Jakarta, CNN Indonesia --
Kamis ke-436, para keluarga korban pelanggaran hak asasi manusia (HAM) berat kembali menggelar aksi di seberang Istana Negara, Jakarta Pusat. Bertepatan dengan Hari Internasional untuk Hak atas Kebenaran Terkait Pelanggaran HAM Berat dan Martabat Korban, mereka menolak rekonsiliasi tanpa didahului pengungkapan kebenaran.
Sumarsih, ibu BR Norma Irmawan alias Wawan yang menjadi korban Tragedi Semanggi I 1998, berharap Indonesia bisa merayakan Hari Kebenaran dengan penuntasan kasus pelanggaran HAM berat masa lalu.
"Di dunia ada perayaan Hari Kebenaran tapi di Indonesia yang ada penggelapan kebenaran, pemutarbalikan fakta kebenaran," kata Sumarsih di tengah massa aksi kamisan, Jakarta, Kamis (24/3).
Sumarsih menjelaskan, selama delapan belas tahun keluarga korban tragedi 1998 tak berhenti menuntut pemerintah menyelesaikan kasus pelanggaran HAM sesuai Undang-Undang Nomor 26 Tahun 2000 tentang Pengadilan HAM. Dalam kebijakan itu disebutkan, mekanisme penyelesaian kasus pelanggaran HAM berat dilakukan melalui pengadilan HAM Adhoc.
Dia mengatakan, selama ini hanya ada dua kasus pelanggaran HAM yang diungkap di pengadilan Adhoc, di antaranya kasus Tanjung Priok dan Timor Timur.
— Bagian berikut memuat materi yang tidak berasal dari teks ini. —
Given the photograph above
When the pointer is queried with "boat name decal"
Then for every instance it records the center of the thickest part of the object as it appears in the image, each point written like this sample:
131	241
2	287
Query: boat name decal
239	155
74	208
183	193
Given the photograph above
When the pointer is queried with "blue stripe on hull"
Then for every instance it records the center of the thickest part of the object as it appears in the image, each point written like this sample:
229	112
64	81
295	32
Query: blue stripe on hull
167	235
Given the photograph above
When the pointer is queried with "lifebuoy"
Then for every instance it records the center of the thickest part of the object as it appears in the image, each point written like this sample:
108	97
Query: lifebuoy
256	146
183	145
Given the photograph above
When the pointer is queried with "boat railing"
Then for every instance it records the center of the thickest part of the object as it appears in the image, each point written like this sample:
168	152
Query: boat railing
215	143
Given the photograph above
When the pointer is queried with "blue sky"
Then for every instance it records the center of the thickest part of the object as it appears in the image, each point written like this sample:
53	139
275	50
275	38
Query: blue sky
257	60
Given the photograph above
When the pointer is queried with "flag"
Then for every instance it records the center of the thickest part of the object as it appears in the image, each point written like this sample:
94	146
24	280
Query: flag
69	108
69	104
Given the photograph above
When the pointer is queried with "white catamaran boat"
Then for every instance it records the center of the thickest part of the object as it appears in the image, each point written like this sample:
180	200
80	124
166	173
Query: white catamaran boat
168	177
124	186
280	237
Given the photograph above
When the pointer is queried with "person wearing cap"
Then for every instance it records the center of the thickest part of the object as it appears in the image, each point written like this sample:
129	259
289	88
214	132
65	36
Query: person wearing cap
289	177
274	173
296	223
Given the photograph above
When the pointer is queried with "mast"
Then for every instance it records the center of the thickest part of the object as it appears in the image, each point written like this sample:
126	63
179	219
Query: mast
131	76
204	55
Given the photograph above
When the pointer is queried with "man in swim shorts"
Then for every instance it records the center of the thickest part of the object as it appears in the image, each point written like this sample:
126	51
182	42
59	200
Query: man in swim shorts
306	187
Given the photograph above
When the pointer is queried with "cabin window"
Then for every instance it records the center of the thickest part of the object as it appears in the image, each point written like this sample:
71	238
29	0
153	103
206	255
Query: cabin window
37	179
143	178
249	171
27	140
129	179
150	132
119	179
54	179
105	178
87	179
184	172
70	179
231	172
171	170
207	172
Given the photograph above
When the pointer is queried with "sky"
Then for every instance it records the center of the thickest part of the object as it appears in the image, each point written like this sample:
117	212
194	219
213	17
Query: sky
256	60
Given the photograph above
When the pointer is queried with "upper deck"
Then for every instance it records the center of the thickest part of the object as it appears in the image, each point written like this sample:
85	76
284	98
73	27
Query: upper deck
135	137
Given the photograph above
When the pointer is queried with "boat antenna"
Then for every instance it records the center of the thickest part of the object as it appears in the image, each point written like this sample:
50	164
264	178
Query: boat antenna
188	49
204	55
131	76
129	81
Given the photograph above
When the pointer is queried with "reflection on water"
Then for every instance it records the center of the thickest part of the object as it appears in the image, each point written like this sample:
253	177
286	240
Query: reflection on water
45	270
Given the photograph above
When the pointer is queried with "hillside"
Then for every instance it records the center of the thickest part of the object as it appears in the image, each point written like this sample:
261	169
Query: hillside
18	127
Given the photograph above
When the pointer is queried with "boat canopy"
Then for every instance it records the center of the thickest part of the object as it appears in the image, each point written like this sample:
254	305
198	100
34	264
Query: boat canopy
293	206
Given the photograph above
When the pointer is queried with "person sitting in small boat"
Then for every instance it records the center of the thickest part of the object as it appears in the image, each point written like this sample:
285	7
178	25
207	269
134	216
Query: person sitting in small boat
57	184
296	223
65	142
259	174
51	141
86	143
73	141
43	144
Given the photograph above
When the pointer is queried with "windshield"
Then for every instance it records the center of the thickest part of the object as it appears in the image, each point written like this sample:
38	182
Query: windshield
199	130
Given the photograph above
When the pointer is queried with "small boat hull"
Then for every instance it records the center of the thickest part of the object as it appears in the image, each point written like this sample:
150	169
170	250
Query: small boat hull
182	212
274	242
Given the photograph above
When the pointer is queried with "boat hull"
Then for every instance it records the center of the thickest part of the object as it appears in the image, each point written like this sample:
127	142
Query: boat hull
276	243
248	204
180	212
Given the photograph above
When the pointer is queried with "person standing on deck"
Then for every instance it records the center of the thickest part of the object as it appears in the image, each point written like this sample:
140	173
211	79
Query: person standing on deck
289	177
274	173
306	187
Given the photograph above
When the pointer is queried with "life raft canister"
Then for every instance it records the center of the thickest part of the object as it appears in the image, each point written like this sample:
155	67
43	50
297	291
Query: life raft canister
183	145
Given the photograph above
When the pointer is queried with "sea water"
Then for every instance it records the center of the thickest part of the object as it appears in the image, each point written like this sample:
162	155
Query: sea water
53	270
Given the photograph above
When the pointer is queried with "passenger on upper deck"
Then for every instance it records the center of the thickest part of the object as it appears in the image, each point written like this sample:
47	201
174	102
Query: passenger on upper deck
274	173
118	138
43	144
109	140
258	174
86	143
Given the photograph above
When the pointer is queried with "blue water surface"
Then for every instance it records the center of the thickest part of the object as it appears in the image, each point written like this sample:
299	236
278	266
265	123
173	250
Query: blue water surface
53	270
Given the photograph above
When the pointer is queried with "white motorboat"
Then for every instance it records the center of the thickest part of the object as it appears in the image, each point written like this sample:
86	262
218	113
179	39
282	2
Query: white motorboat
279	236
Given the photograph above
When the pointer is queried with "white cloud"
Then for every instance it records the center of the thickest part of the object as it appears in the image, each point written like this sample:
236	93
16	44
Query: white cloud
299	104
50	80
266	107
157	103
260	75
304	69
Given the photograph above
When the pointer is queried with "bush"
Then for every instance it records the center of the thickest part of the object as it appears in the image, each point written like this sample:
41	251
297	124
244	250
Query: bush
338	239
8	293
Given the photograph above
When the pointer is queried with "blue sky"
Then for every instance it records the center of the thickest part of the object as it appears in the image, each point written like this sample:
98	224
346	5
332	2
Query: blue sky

Sementara kasus lainnya, kata Sumarsih, menggantung di Kejaksaan Agung.
Dalam kasus Tragedi Semanggi I, misalnya, hasil penyelidikan Komnas HAM tidak ditindaklanjuti Kejagung ke tahap penyidikan. Menurut Sumarsih, Kejagung menolak berkas penyelidikan tersebut dengan berbagai alasan.
Jaksa Agung HM Prasetyo justru mengusulkan adanya rekonsiliasi, tanpa didahului proses hukum untuk mengungkap kebenaran.
"Rekonsiliasi tidak masalah tetapi proses hukum harus tetap berjalan," kata Sumarsih.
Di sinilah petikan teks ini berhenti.